La giornata è splendida, e dopo il lungo riposo si raggiunge velocemente il Rifugio del Baracun, ricavato da una casa cantoniera, da cui si domina la vista del Monviso ancora sul lato nord, una delle ultime possibilità di osservare la montagna nel suo insieme. I gestori, appassionati di montagna e di escursioni, hanno allestito all’esterno un’area dedicata ai viaggi in Nepal e in Tibet, con le colorate bandierine augurali e di preghiera tipiche di quelle lontane regioni che sventolano contro il cielo blu delle Alpi. L’insieme è davvero globale, nel senso migliore del termine: gli escursionisti europei, le suggestioni dell’Asia, i lama andini e una bella tavola colma di pane, salumi e vino…

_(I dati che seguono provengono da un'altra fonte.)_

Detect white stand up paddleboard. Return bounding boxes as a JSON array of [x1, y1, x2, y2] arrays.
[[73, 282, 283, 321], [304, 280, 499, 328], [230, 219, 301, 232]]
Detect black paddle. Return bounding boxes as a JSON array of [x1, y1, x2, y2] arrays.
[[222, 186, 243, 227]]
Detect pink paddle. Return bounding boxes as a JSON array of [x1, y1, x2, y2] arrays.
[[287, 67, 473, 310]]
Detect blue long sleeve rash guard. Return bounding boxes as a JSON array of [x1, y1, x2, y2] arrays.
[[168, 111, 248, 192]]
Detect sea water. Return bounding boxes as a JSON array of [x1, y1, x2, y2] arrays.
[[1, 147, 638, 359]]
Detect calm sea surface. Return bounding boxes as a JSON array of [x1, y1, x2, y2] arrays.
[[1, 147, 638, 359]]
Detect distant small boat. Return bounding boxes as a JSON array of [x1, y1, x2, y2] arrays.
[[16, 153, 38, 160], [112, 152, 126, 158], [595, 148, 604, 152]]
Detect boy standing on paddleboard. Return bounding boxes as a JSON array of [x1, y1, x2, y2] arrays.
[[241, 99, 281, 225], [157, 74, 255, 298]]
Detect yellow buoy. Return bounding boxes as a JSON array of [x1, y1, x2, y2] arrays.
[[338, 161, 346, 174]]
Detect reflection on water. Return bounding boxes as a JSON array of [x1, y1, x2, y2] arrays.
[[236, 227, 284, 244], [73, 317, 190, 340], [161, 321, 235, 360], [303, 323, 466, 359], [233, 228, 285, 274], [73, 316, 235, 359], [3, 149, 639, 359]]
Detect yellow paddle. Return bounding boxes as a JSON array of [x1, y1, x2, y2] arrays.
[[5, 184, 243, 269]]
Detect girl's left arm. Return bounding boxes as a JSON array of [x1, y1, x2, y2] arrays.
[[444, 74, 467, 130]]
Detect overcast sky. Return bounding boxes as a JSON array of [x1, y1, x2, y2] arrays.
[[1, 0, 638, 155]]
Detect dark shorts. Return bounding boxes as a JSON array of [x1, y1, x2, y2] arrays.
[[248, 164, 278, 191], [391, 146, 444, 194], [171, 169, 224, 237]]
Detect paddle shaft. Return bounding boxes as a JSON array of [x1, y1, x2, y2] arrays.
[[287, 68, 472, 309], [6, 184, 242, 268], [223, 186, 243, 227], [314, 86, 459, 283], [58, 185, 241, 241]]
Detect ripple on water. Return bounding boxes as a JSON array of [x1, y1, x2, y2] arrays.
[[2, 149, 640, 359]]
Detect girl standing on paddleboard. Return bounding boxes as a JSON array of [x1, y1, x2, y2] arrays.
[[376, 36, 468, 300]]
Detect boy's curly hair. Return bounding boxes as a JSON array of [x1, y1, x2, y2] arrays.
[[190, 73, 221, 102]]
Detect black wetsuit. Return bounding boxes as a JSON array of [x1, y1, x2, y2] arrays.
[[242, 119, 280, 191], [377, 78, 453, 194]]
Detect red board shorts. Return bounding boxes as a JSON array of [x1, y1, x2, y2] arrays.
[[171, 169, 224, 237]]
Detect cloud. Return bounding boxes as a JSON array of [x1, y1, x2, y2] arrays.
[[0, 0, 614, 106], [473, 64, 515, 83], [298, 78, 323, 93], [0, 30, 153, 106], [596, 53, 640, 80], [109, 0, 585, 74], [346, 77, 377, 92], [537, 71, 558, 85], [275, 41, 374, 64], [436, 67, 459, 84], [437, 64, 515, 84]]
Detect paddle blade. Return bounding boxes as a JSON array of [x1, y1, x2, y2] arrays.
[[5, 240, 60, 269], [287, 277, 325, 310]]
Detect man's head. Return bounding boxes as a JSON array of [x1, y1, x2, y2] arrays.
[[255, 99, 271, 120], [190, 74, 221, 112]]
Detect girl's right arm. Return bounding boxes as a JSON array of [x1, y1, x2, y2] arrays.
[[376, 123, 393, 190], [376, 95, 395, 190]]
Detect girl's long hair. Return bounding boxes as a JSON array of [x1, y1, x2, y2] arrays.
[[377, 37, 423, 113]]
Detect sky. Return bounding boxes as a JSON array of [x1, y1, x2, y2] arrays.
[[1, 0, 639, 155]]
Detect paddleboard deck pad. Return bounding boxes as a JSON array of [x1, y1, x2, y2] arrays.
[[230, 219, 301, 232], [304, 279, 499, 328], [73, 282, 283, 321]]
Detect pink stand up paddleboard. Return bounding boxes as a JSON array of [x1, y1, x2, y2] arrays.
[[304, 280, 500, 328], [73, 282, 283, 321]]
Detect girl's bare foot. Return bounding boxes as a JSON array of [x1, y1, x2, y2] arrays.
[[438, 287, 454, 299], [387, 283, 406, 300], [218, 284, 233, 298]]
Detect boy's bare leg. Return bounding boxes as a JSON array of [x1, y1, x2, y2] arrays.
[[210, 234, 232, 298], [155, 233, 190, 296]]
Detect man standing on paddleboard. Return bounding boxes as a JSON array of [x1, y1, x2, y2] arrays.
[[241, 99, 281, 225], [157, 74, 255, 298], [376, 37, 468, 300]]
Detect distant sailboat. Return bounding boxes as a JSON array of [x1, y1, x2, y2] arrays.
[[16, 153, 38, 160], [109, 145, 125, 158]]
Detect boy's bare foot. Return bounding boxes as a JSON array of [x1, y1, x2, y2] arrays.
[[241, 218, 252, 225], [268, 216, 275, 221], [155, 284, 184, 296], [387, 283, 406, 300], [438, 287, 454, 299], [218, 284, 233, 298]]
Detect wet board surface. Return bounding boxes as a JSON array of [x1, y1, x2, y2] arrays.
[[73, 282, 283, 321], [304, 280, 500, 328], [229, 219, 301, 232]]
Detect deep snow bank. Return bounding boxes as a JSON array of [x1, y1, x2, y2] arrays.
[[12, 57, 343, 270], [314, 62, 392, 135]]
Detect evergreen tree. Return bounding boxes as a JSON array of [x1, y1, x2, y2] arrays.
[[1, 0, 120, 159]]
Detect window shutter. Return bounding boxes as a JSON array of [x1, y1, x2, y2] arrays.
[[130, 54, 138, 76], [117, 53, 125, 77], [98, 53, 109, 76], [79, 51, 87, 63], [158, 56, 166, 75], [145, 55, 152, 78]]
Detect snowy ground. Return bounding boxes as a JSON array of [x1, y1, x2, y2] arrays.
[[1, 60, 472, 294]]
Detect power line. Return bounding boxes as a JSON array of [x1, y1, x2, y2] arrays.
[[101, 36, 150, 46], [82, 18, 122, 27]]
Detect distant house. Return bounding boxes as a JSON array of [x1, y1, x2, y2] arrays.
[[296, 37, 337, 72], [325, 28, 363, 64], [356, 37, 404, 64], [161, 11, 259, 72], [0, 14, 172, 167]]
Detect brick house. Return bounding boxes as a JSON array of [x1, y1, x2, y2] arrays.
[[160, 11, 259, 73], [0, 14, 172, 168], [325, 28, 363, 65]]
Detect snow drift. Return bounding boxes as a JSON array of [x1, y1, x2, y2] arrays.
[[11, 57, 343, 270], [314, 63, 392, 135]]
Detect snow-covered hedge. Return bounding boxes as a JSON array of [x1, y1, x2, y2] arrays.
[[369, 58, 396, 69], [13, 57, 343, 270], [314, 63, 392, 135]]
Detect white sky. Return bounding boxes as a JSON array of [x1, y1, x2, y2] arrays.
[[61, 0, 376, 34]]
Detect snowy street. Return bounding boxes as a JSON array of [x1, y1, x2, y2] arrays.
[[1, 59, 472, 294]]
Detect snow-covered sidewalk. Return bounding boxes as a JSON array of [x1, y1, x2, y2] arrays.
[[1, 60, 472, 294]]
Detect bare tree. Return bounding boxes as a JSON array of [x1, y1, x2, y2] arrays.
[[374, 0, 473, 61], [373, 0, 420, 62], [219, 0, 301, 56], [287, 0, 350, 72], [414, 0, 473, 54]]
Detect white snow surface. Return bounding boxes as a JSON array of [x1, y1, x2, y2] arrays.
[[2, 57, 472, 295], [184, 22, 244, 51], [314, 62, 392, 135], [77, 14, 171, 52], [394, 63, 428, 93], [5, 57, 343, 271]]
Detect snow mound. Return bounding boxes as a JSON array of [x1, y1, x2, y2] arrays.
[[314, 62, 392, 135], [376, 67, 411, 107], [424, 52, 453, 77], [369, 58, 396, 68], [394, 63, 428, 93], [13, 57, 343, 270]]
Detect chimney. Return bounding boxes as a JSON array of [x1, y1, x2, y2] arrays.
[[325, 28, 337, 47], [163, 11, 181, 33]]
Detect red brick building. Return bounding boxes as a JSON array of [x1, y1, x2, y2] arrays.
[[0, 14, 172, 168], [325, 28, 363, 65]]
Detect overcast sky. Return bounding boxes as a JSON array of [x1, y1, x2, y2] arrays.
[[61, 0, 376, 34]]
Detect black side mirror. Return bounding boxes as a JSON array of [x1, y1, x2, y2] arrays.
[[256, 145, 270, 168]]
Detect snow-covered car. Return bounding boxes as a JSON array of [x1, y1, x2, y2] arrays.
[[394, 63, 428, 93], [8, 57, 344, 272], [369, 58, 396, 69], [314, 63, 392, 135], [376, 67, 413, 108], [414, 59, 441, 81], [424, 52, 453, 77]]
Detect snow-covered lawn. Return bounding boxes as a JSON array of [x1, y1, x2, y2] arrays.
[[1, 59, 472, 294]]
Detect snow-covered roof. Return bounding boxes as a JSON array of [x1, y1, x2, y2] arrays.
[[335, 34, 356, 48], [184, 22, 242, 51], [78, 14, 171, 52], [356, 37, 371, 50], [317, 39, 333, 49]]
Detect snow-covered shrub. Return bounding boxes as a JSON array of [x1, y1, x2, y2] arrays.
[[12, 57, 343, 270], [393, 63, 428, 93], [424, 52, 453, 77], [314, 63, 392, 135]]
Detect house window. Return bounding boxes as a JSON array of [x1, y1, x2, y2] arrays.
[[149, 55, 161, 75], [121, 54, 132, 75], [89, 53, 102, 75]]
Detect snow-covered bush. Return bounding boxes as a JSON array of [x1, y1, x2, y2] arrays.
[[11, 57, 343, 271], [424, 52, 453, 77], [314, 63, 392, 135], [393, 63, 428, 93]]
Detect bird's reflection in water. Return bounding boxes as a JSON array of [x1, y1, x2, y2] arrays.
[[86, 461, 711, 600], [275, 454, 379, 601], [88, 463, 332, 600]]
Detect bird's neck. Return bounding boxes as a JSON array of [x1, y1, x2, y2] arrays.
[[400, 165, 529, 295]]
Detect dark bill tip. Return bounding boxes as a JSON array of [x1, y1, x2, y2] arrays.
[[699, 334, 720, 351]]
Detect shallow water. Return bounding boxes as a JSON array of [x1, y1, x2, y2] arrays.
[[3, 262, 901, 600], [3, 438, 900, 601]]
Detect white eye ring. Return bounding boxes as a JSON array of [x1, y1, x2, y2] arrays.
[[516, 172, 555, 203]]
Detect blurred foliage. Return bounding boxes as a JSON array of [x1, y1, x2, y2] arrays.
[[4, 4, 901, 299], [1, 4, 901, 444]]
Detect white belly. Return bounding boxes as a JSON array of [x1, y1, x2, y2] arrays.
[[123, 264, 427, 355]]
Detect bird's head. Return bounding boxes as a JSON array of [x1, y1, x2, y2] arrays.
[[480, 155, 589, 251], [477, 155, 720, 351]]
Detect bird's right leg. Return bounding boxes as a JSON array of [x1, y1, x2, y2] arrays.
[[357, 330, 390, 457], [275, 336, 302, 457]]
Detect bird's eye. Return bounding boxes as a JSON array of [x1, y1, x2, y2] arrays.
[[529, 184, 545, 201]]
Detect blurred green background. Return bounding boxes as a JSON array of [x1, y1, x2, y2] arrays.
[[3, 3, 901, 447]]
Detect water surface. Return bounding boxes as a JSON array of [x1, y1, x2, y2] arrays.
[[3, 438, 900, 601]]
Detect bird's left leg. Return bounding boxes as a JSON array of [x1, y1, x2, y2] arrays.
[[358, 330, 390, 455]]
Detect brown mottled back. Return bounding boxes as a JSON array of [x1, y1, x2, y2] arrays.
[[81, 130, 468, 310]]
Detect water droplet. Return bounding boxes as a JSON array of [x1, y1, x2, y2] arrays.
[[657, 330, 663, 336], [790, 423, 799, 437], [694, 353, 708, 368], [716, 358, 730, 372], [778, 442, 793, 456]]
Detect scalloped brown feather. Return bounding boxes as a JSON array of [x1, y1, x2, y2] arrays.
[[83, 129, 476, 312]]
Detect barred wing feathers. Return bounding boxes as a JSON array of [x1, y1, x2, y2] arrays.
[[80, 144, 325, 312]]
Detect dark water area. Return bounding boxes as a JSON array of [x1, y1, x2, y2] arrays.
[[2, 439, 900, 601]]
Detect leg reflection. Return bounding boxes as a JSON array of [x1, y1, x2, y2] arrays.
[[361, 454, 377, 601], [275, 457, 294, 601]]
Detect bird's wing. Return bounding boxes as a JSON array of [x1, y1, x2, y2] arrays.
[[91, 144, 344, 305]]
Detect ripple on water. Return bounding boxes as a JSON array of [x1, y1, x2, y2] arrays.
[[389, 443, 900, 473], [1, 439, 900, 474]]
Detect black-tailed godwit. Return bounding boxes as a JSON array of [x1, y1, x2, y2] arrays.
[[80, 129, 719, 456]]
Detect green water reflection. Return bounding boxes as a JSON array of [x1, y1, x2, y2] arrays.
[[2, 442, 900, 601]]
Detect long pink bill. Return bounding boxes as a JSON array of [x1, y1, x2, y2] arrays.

Una tappa al Giardini Peyronel ci permette di conoscere la flora montana qui conservata, incluse le stelle alpine: un gruppo di ragazzi che studiano biologia e scienze naturali gestisce a turno la struttura nei mesi estivi e accompagna i visitatori lungo l’interessantissimo percorso (fra le numerose specie spicca il cosiddetto relitto dei ghiacciai, una piantina dai fiori rossi così chiamata perché è l’ultima testimonianza di antiche masse glaciali ormai disciolte).
Proseguendo la discesa verso il fondovalle, nel pomeriggio arriviamo al rifugio, una grande struttura alberghiera raggiungibile anche in auto dove numerosi bambini ci accolgono festanti e incuriositi alla vista dei lama. Chitarre, allegria e bicchierate di vino, grappa e genepy ci fanno tirar tardi fin quasi alle undici: un vero record, a detta di Bruno.

Quinto giorno
Testa pesante e occhi che stentano ad aprirsi sono l’ovvia conseguenza dei bagordi serali, ma tocca farsi coraggio: l’ultimo tratto di camminata non è lungo ma è piuttosto impegnativo a causa della salita al Col Lacroix, che separa la Val Pellice dalla valle di Ristolas, dove ci apprestiamo a fare ritorno. Bisogna infatti inerpicarsi su uno stretto sentiero in un’infinita serie di zigzag che spezzano il ritmo e le gambe.
Il Rifugio Jervis lentamente si allontana, curva dopo curva, mentre il bosco gradualmente lascia il posto ai prati e poi alla roccia. Raggiunto il colle, ecco l’ultima occasione per vedere la punta del Monviso: ormai siamo di nuovo in Francia, con i tipici canaloni imbiancati e la punta del Vallanta che inizia a comparire sulla sinistra, segno inequivocabile che il giro a 360 gradi della grande montagna è quasi completato. Un’ultima sosta per il pranzo tra le rovine di antiche case, poi ci addentriamo nella fitta foresta di larici che ci accompagnerà sino al fondovalle, dove si profilano le case di Ristolas e l’hotel Queyr’ de l’Ours.
I lama rimasti a casa sembrano attendere i compagni, schierati come sono davanti alla porta del recinto, con il collo teso e le orecchie dritte. Lego alla palizzata la corda che per cinque giorni mi ha unito a Shawan e inizio a scaricare le sacche, poi mi avvicino per accarezzargli il lungo collo lanuginoso e mi vedo riflesso nei suoi grandi occhi scuri. Chissà se gli rimarrà memoria di questo suo compagno di viaggio: di sicuro lui sarà per me un bellissimo ricordo, uno dei più importanti di questa meravigliosa esperienza intorno al Monviso.